1. De ki: “Cinlerden bir topluluğun gerçekten de onu (Kur’an’ı) dinledikleri ve bunun üzerine ‘Şüphesiz ki biz acayip3 (etkileyici) bir Kur’an işittik.’ dedikleri bana vahyedildi.

 Cin kelimesi, “örtülü”, “saklı”, “görünmeyen” anlamlarına gelen cinnî kelimesinin çoğuludur. Kur’an’da defalarca cin ve insanların iki ayrı cins yaratık olduklarından söz edilmektedir. Yine Kur’an’da;

1- 7:12, 15:26-27 ve 55:14-15’te insanın çamurdan yaratıldığı, oysa cinlerin dumansız ateşten yaratıldıkları açık bir şekilde bildirilmektedir.

2- 15:27’te cinlerin insandan önce yaratılmış oldukları izah edilmektedir. Bunu, Kur’an’da 7 yerde geçen Adem ve İblis kıssası da teyit etmektedir. Ayrıca 18:50’de de İblisin cinlerden olduğu bildirilmiştir.

3- 7:27 ayetinde cinlerin insanları gördüğü, ama insanların onları görmediği söylenmektedir.

4- Cinler hızlı hareket edebildikleri, değişik şekillere dönüşebildikleri ve topraktan yaratılmış olan insanın görünmeden giremeyeceği yerlere, hiç hissettirmeden girebildikleri belirtilmektedir.

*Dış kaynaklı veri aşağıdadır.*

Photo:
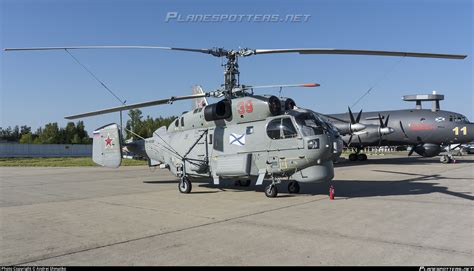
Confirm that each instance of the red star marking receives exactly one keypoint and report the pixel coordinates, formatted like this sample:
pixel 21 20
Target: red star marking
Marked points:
pixel 108 141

Bu özellikler, ateşten yaratılmış bir varlık için mümkün olabilir. 27:38-40 ayetlerinde de başka bir ülkedeki kraliçenin tahtını göz açıp kapayıncaya dek getirebilecek araçlarla donatılmış oldukları anlatılan cinlerin, 72:8, 9 ayetlerinde olağanüstü yetenekleri oldukları bildirilmektedir.

5- 15:16-18; 37:6-10; 67:5’te cinlerin uzaya çıkabildikleri ancak belli bir sınırdan öteye gidemedikleri açıklanır. O sınırdan öteye geçemezler ve Mele-i Aladaki konuşmaları dinlemek isterlerse orada durdurulurlar. Gizlice dinlemeye çalışırlarsa, yıldız ateşiyle kovulurlar. Böylece cinlerin, Allah’ın gaybını ve O’nun sırlarını bildiklerine dair Arap müşriklerin yanlış düşünceleri de reddedilmektedir. Bu düşünce 34:14 ayetinde de reddedilmiştir.

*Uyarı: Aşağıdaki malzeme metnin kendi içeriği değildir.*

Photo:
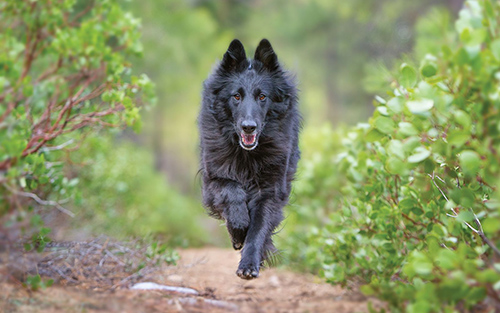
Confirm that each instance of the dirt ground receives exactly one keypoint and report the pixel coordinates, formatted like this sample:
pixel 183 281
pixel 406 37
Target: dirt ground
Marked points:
pixel 211 272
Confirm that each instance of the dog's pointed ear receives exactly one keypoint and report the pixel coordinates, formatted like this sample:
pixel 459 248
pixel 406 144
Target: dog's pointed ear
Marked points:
pixel 234 55
pixel 265 54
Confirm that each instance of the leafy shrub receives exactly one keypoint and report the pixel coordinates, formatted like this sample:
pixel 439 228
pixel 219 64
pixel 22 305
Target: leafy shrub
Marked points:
pixel 417 221
pixel 63 73
pixel 120 193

6- 2:30-40 ve 18:50. ayetlerden Allah’ın, yeryüzünün halifeliğini insana verdiği anlaşılıyor.

7- Kur’an’da, cinlerin de insanlar gibi irade sahibi yaratıklar oldukları bildirilmektedir. Onlara da irade verilmiştir. Onlar da itaat veya isyan etmek, inkâr veya iman etmek hususunda tıpkı insanın serbest olduğu gibi serbesttirler. İblis hadisesi ve bazı cinlerin iman etme hadiseleri bunun açık delilidir (46:29-32; 72:1-17).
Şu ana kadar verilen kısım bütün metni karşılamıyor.